Toeing the line of TCS, which has become increasingly cautious on the road ahead, Infosys, too, cut its full-year constant currency revenue growth forecast from 10.5-12 per cent given in July to 8-9 per cent currently. Notably, this is the second time Infosys has toned down its forecast. Order cancellation from Royal Bank of Scotland and client-specific issues were key factors for the cut. The revised forecast implies flattish revenue growth in the next two quarters, estimate analysts.
Not surprisingly, the Infosys stock fell 2.3 per cent in Friday’s trade and hit a new 52-week low of Rs 996.15 (before closing at Rs 1,027.40 on the BSE), even as TCS stock recovered some of the losses made on Thursday. At current levels, Infosys stock trades at 16 times the FY17 estimated earnings or 10 per cent lower than TCS’ valuations. This gap could reduce going forward, as Infosys’ revised forecast is higher than the 7.5-8 per cent revenue growth analysts now expect from TCS this financial year. Notably, Infosys’ management commentary is cautiously optimistic, and reflects the underlying confidence about future growth. Most analysts remain more positive on Infosys.
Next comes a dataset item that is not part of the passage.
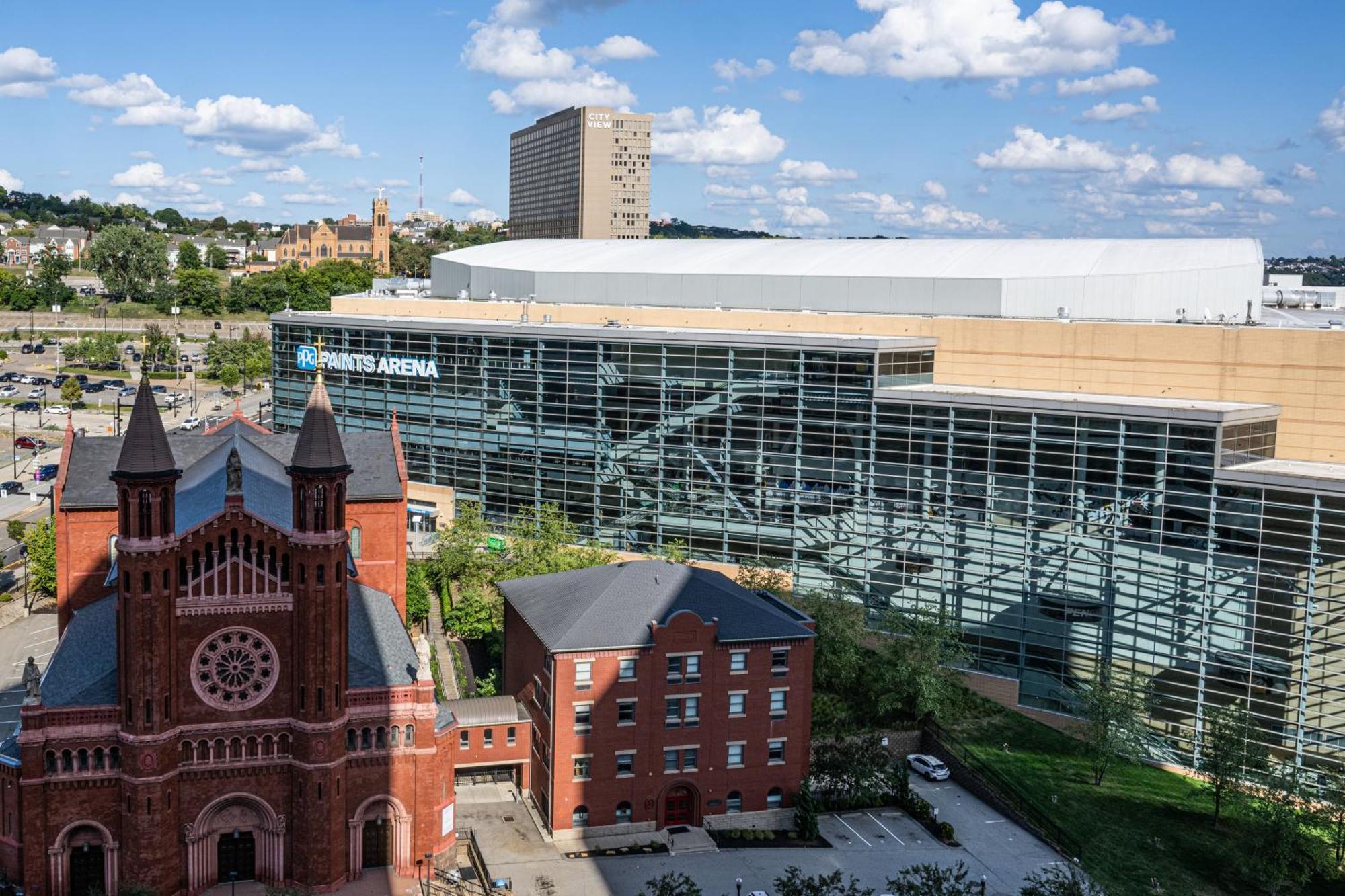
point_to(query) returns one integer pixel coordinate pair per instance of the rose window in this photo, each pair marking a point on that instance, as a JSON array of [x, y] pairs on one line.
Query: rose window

The Indian IT sector is going through a structural change, as it realigns its business model to the next growth engine of digital. Macro headwinds such as Brexit and US elections have only added to the woes. Though Infosys’ exposure to Europe is among the lowest, that of TCS is on the higher side. Coming quarters will be a test of Street’s faith on Infosys. The strategies and agility with which both the companies adapt to the changing macro scenario will determine their prospects. Thus, though patient investors can consider Infosys after the correction, next few quarters will be crucial, as there will be more clarity on how the macro headwinds unfold.